Cliff Richard, when choosing a rhyme for ‘Christmas time’, chose ‘mistletoe and wine’. Sorry to remind you of that song as you’re probably sick of hearing it. I know I am. A far better rhyme: ‘Christmas time: pantomime’. Specifically, the one at the Theatre Royal.
Recently, while excavating a box of childhood things, I found these badges, which date from around Christmas time in various years, from the late 1970s/early 80s. Pantos at York Theatre Royal my sister took me to see.
I think we were probably there the year Berwick Kaler first performed. It was, the Theatre Royal website reminds me, Cinderella. I’m sure I had a badge from that year, saying ‘At midnight I turn into a pumpkin’. It’s probably in a different box, or drawer, or lost. It was 35 years ago.
We were definitely there the following year. The box of 1970s things includes this programme.
And several others, including the programme for the first York panto written by Berwick Kaler, Aladdin, in 1981.
It’s Aladdin again this year – or rather, ‘Aladdin and the Twankeys’. The same stories make a reappearance after a decent interval. I seem to have two ‘Mother Goose’ badges. One is, I think, from the 1980 pantomime. The other, I’ve no idea.
The story, and any repeating of it, isn’t important. We all know that. People would go to see the panto at York Theatre Royal regardless. Because it’s superb. I wish I’d gone every year, but I haven’t.
Tucked in with the old panto programmes I’ve kept was this press cutting. Undated, but apparently from 1980. Berwick Kaler, it says, is already a ‘veteran’ of pantomime. He was 34 at the time. I was 13. Many wagon wheels have been thrown into the audience since.
The only other programme I have is from the mid 1990s, and I think it would be the last Theatre Royal panto I went to with my sister. My ‘late sister’. I remember, and I guess it would have been that year but it’s a long time ago and all the years and all the pantos we saw combine into one happy memory, but I remember us walking along St Leonard’s Place, by the railings of the old council offices, singing the ‘Babbies and bairns’ song, and laughing because we couldn’t get the tune quite right as we launched into it enthusiastically, spontaneously, and spontaneous expression wasn’t quite our thing.

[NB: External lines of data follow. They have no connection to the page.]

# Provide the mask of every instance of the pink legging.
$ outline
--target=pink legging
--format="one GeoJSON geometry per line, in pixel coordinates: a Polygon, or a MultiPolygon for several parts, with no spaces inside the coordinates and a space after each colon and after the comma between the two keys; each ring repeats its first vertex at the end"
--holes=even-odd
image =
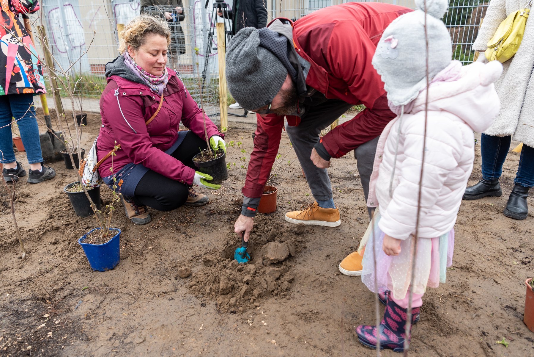
{"type": "MultiPolygon", "coordinates": [[[[389,275],[388,274],[388,285],[391,286],[392,284],[391,283],[391,278],[389,277],[389,275]]],[[[393,301],[398,305],[400,307],[403,309],[408,308],[408,299],[410,298],[410,288],[408,288],[408,291],[406,293],[406,296],[404,297],[404,299],[401,299],[400,300],[397,300],[393,297],[393,292],[389,294],[389,298],[393,300],[393,301]]],[[[414,307],[420,307],[423,305],[423,294],[415,294],[414,293],[412,296],[412,308],[414,307]]]]}

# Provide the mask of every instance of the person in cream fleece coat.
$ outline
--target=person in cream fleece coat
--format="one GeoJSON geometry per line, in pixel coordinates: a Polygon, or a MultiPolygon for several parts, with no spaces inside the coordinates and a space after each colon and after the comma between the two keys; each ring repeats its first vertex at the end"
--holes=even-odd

I have heard it once since, from the Theatre Royal stage, and it made me cry, because I remembered someone while everyone was singing:
‘We’re all babbies, we’re all bairns
Babbies and bairns, we all agree
We’re all the same, what’s in a name?
Babbies and bairns are we’
I know, fancy crying at that. Forget my nostalgic wallowings. It’s a good message for this season of goodwill, and indeed for any old time beyond it. Happy Christmas, happy festivities, happy New Year, to all (young and senior) ‘babbies and bairns’ out there.